VSI 5 User Documentation : Enterprise File Analysis by Last Update

When you look at a used storage statistic for any given array the first thing that often pops into your head, especially as those utilization bars creep from green to yellow to red, indicating the array is filling up, is “Which among these files are necessary and which are not?” Sometimes the best way to find out is to review the last time those files were accessed. The Enterprise File Analysis by Last Update is designed to tell you whether or not hunting around for old files is worthwhile. This report shows you a breakdown of how much space is used within your enterprise by the last time the files were updated or created. During data collection, our collection script scans the file share and it looks at the date the file was last modified. We call these date ranges buckets. Each bucket will contain files that were created or modified within the time period for that bucket. For example, the 30-day bucket contains data on files created or accessed within the last 30 days. Those are likely the most important files on your share because it shows they’re being used. In contrast, the yellow 730-day bucket contains files created or accessed between 360 and 730 days. Basically, they’re over a year old and nobody is accessing them. We count the files in each bucket and add up their size to bring you this report. We further break them down by file type so you can see what kind of files you’re storing.

The report is split into three parts. At the top left is a pie chart showing you how much of your space is consumed by files grouped by age since their last use. In the example above you can see 54% of our space is used by files that have not been accessed in two years or more, and another 25%, represented by the yellow 730 day bucket, haven’t been accessed in the last year. Effectively we’re saying 80% of our share is old files that nobody is using. This kind of information can be crucial when deciding when it’s time to expand your storage. Are you paying for an expensive flash system to store files nobody uses? Could you move some of the old stuff off to a cloud storage provider like Amazon S3 or Azure Blob Storage, both of which offer glacial file storage with a very small cost compared to adding drawers to your arrays?

Next to the pie chart is the same data in column format. It’s the same data with a different view so you can see the buckets by type a little more clearly. While we have trend charts for all these breakdowns you can see some interesting trends on the column chart too. I can see that 3 years ago all the people in the office that uses this share probably used it for everything. See how high the orange column is? Those are office files like word processing documents, spreadsheets, and presentations. The 730-day bucket is significantly smaller but the compressed files, which are files like zip and tar files. The closer you get to the 30-day bucket the less we see those text files. So where are our users storing their work files now? Did they stop using the share, which is backed up, secured, and auditable in favor of just working on their laptop’s hard drive? Did everybody start using a service like DropBox or Google Drive? Does that mean we can migrate this and re-purpose this storage for something else?

The file analysis reports surface these kinds of information so you can have meaningful discussions with your storage team as well as your business users. Without these reports you might be wasting valuable resources or worse, buying storage might not need.

The last element in the report is of course the data used to generate the graph.
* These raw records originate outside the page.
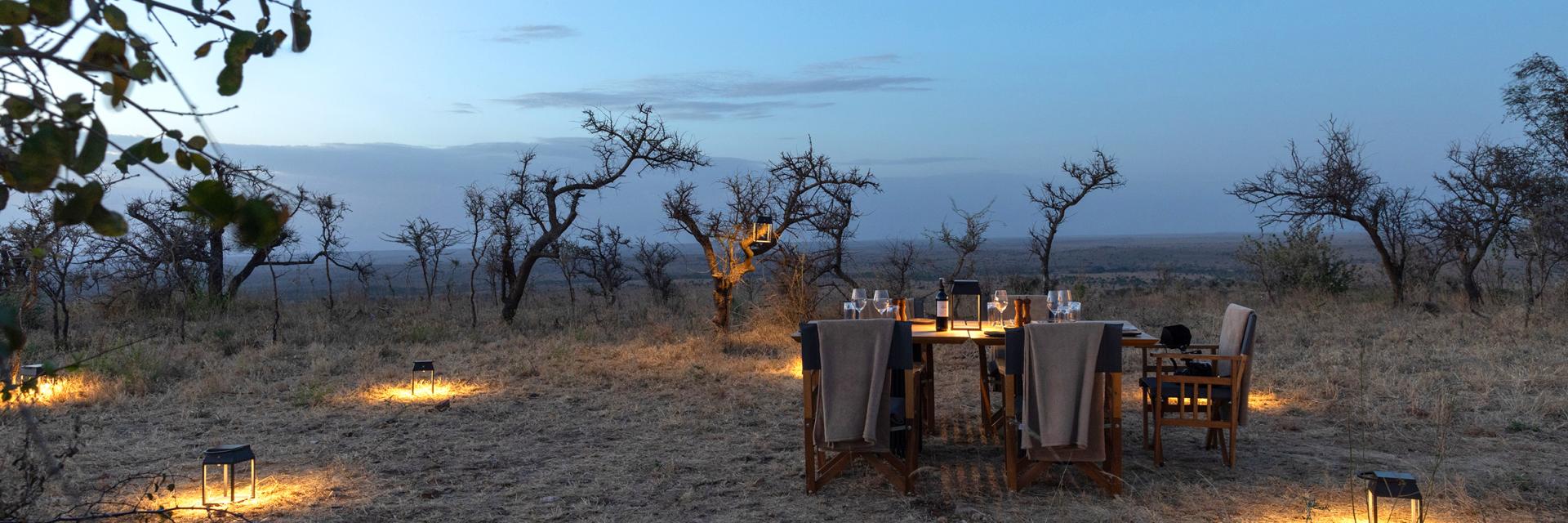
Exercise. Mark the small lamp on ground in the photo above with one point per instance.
(763, 230)
(422, 366)
(963, 293)
(226, 458)
(1392, 485)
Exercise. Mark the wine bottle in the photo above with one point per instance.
(941, 303)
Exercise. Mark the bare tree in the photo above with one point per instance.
(1489, 189)
(653, 264)
(966, 242)
(1056, 200)
(549, 201)
(430, 242)
(899, 264)
(1336, 187)
(1539, 98)
(475, 204)
(795, 190)
(330, 212)
(599, 260)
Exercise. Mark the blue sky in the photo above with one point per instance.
(1191, 96)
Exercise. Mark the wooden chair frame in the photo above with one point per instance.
(821, 467)
(1021, 472)
(1196, 405)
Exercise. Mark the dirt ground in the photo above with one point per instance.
(637, 415)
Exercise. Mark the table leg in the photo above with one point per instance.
(1114, 431)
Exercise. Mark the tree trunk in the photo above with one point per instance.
(724, 297)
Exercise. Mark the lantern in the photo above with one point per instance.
(226, 459)
(422, 366)
(1396, 485)
(963, 293)
(763, 231)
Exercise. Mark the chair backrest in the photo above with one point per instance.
(1109, 349)
(1236, 335)
(901, 357)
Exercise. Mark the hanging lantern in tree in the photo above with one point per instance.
(1392, 485)
(429, 366)
(226, 459)
(763, 230)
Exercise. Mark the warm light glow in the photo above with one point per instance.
(57, 390)
(274, 494)
(792, 369)
(421, 395)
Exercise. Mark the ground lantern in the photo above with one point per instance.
(226, 458)
(1392, 485)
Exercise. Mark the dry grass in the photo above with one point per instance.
(581, 417)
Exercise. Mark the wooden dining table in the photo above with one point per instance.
(927, 338)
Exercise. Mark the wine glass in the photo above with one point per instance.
(858, 296)
(1062, 303)
(1000, 306)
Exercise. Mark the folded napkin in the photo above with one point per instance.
(1063, 400)
(852, 410)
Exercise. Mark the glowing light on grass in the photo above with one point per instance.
(400, 391)
(274, 495)
(791, 369)
(57, 390)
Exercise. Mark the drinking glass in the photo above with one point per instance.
(1000, 306)
(882, 302)
(858, 296)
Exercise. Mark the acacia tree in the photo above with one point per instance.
(1539, 98)
(1056, 200)
(1489, 189)
(430, 242)
(548, 201)
(1338, 187)
(964, 242)
(797, 190)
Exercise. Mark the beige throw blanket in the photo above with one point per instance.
(852, 412)
(1063, 398)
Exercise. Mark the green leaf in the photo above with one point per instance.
(107, 221)
(301, 24)
(93, 150)
(13, 13)
(115, 18)
(18, 107)
(52, 13)
(257, 221)
(38, 162)
(238, 49)
(212, 201)
(229, 79)
(199, 160)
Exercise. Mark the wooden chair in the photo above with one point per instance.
(1018, 468)
(991, 418)
(1214, 402)
(901, 461)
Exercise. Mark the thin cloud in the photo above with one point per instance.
(916, 160)
(726, 93)
(532, 34)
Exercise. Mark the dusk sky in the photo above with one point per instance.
(1189, 96)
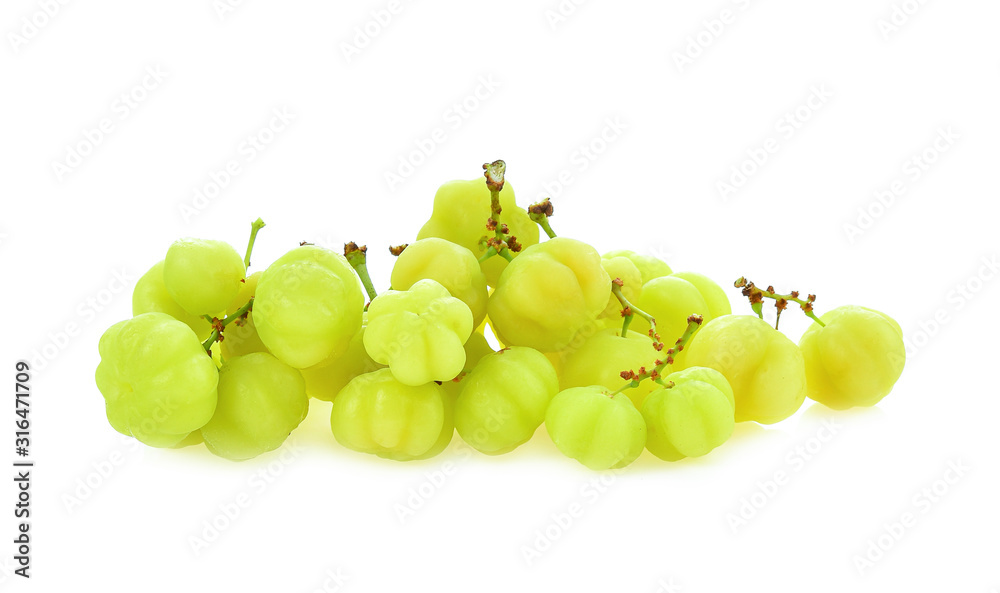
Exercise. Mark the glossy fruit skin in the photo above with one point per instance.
(158, 383)
(374, 413)
(419, 333)
(503, 400)
(151, 296)
(242, 338)
(451, 265)
(764, 368)
(308, 306)
(202, 275)
(601, 358)
(476, 348)
(691, 418)
(548, 294)
(621, 268)
(649, 267)
(671, 299)
(599, 431)
(326, 379)
(855, 360)
(261, 400)
(461, 209)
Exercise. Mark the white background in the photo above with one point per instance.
(66, 238)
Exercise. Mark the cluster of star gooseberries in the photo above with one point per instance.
(613, 353)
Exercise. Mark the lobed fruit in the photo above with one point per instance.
(548, 294)
(261, 400)
(459, 214)
(150, 296)
(598, 430)
(503, 400)
(764, 368)
(202, 275)
(308, 306)
(374, 413)
(419, 333)
(855, 360)
(691, 418)
(158, 384)
(451, 265)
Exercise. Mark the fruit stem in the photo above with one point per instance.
(757, 296)
(659, 369)
(540, 213)
(255, 226)
(219, 325)
(356, 257)
(499, 244)
(629, 310)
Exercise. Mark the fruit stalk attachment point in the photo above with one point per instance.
(540, 213)
(757, 296)
(356, 256)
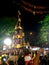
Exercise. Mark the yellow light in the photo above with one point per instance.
(18, 46)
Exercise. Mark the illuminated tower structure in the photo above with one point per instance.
(18, 36)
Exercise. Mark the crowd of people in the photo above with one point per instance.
(24, 57)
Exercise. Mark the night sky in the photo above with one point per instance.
(8, 8)
(30, 22)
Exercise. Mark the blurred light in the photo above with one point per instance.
(30, 33)
(8, 41)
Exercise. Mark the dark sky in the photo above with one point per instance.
(8, 8)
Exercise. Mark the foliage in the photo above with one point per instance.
(7, 26)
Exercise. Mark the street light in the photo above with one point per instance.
(7, 41)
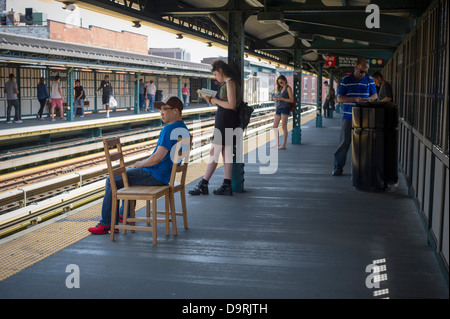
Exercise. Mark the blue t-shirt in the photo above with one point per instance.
(167, 138)
(351, 87)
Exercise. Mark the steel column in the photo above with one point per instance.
(296, 130)
(137, 75)
(319, 96)
(236, 39)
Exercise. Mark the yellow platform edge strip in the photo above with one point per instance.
(39, 242)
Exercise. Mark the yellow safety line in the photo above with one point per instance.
(25, 250)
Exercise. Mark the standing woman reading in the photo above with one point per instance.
(226, 118)
(283, 99)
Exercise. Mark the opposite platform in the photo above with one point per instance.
(298, 233)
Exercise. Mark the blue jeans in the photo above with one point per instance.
(141, 101)
(340, 156)
(75, 106)
(151, 98)
(136, 176)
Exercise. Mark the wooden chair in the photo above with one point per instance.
(180, 186)
(130, 194)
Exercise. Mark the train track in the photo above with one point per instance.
(35, 194)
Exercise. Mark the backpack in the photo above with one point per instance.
(293, 105)
(244, 114)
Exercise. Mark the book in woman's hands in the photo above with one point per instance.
(202, 93)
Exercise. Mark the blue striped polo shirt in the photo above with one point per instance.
(351, 87)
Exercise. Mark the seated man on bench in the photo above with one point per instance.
(156, 169)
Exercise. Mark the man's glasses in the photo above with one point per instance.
(167, 108)
(361, 71)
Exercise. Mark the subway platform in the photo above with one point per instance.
(299, 233)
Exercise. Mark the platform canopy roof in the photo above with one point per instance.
(322, 29)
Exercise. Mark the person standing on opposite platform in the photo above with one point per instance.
(150, 91)
(226, 118)
(141, 95)
(353, 89)
(79, 96)
(42, 95)
(105, 85)
(186, 94)
(153, 171)
(57, 99)
(283, 99)
(11, 91)
(329, 100)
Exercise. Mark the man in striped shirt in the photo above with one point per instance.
(354, 88)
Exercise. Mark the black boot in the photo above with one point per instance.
(225, 189)
(200, 189)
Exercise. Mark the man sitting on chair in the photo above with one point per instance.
(153, 171)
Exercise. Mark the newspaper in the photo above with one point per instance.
(206, 92)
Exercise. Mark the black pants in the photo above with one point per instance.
(41, 109)
(11, 104)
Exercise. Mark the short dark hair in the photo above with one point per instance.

It’s at the bottom in a customizable data grid.

Field

What It Means

Share Name

The name of the share

Total Share Size

The size of the share

Text Size

The total size of all text and text-like files such as those created by an office suite of tools like Microsoft Office

Text Count

The total number of all text and text-like files such as those created by an office suite of tools like Microsoft Office

AV Size

The total size of all audio-visual files on that share

AV Count

The total count of all audio-visual files on the share

DB Size

The total size of all database files on the share

DB Count

The total count of all database files on the share

Compressed Size

The total size of all compressed files like zip, tar, 7z, etc.

Compressed Count

The total number of compressed files found on the share

Other Size

The total size of files scanned that didn’t fit any other classification

Other Count

The total count of files scanned that didn’t fit any other classification

Custom Size

Total size of files found that match the custom criteria set up by each customer (optional)

Custom count

Total count of files found that match the custom criteria set up by each customer (optional)

Group Name

The owner of the share within your organization. This is not used in the present release and will likely be taken out in the next release.